Dans ce film où Jean Dujardin endosse le rôle de Sylvain Tesson, le parcours ne se fera pas cette fois-ci dans « les forêts de Sibérie » mais à travers la diagonale du vide, en France. Du Mercantour au Mont-Saint-Michel, Pierre (Sylvain Tesson) marche au péril de sa vie. En effet, quelque temps auparavant et sous les effets de l’alcool, il chuta de huit mètres depuis un immeuble parisien. Son corps en garde les séquelles, et dans le film, reviennent par séquences les moments qui précèdent le drame. C’est l’occasion de souligner le décalage entre le monde de l’apparence, de la séduction et celui de la vie intérieure, entre la soirée mondaine et la marche solitaire. Les conséquences de la première compromettant la réalisation de la seconde. Le véritable danger n’est pas pour Pierre de gravir les montagnes mais de se complaire dans ce confort bourgeois et artificiel.
Le film n’insiste pas excessivement sur les souffrances physiques qui découlent de l’accident. C’est la force de caractère de l’écrivain qui est l’élément principal. L’obstacle devient liberté en tant qu’il donne à l’homme l’occasion de s’en saisir pour le dépasser. Pas un instant de lamentation chez Pierre. Ainsi, malgré le traumatisme physique, l’écrivain maintient son itinéraire. Le spectateur le suit à travers la vallée des Alpes, dans le Cantal, au-dessus de la Loire. A ce sujet, des reproches sont formulés à l’encontre de l’omniprésence du personnage qui gâcherait la splendeur des paysages. Certes, la rupture avec la modernité n’est pas formelle, la cadence des plans laissant trop peu de place à la contemplation. Les compagnies hasardeuses (le jeune homme rencontré) ou choisies (sa sœur et un ami) sont presque trop bruyantes. Elles empêchent de se délecter de la mélodie naturelle et d’écouter les phrases que l’écrivain se dit à voix haute avant de les noter dans son carnet. Instants précieux que l’on aurait souhaité voir être prolongés.
Toutefois, le plaisir du visionnage n’est pas entamé. La réalisation a le mérite d’être discrète et n’impose aucune lourdeur, écueil qui aurait emprisonné le sentiment de liberté qui unit le film. Les notes d’humour sont réussies, la perte de vie de ces bourgs ruraux est constatée sans être trop appuyée, de même pour la bienveillance des « gens ordinaires » croisés au détour des chemins. Le regard larmoyant de la caméra est évité. Jean Dujardin joue juste, même si nous ne retrouvons pas l’aspect enfantin et joueur de Sylvain Tesson, entraperçu dans le documentaire « La panthère des neiges ».

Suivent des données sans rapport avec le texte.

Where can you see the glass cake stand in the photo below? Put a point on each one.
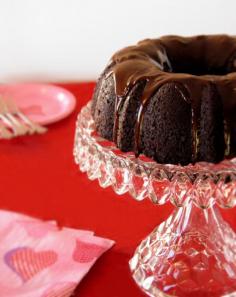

Au final, quelques défauts, oui, mais à ne pas reprocher trop vivement au film sans quoi l’évasion contagieuse que procure son visionnage serait mésestimée. La promesse des chemins noirs est tenue ! Des refuges se trouvent à quelques kilomètres de nous, dans le creux des montagnes ou à leurs pointes, au fond de la campagne, à l’extrémité des forêts et le long des fleuves. Il y a là une richesse à préserver, une recette pour s’extirper temporairement des flux modernes et que nous valorisons, en chuchotant, afin de pouvoir être seul cet été, carnet à la main, sur les chemins noirs.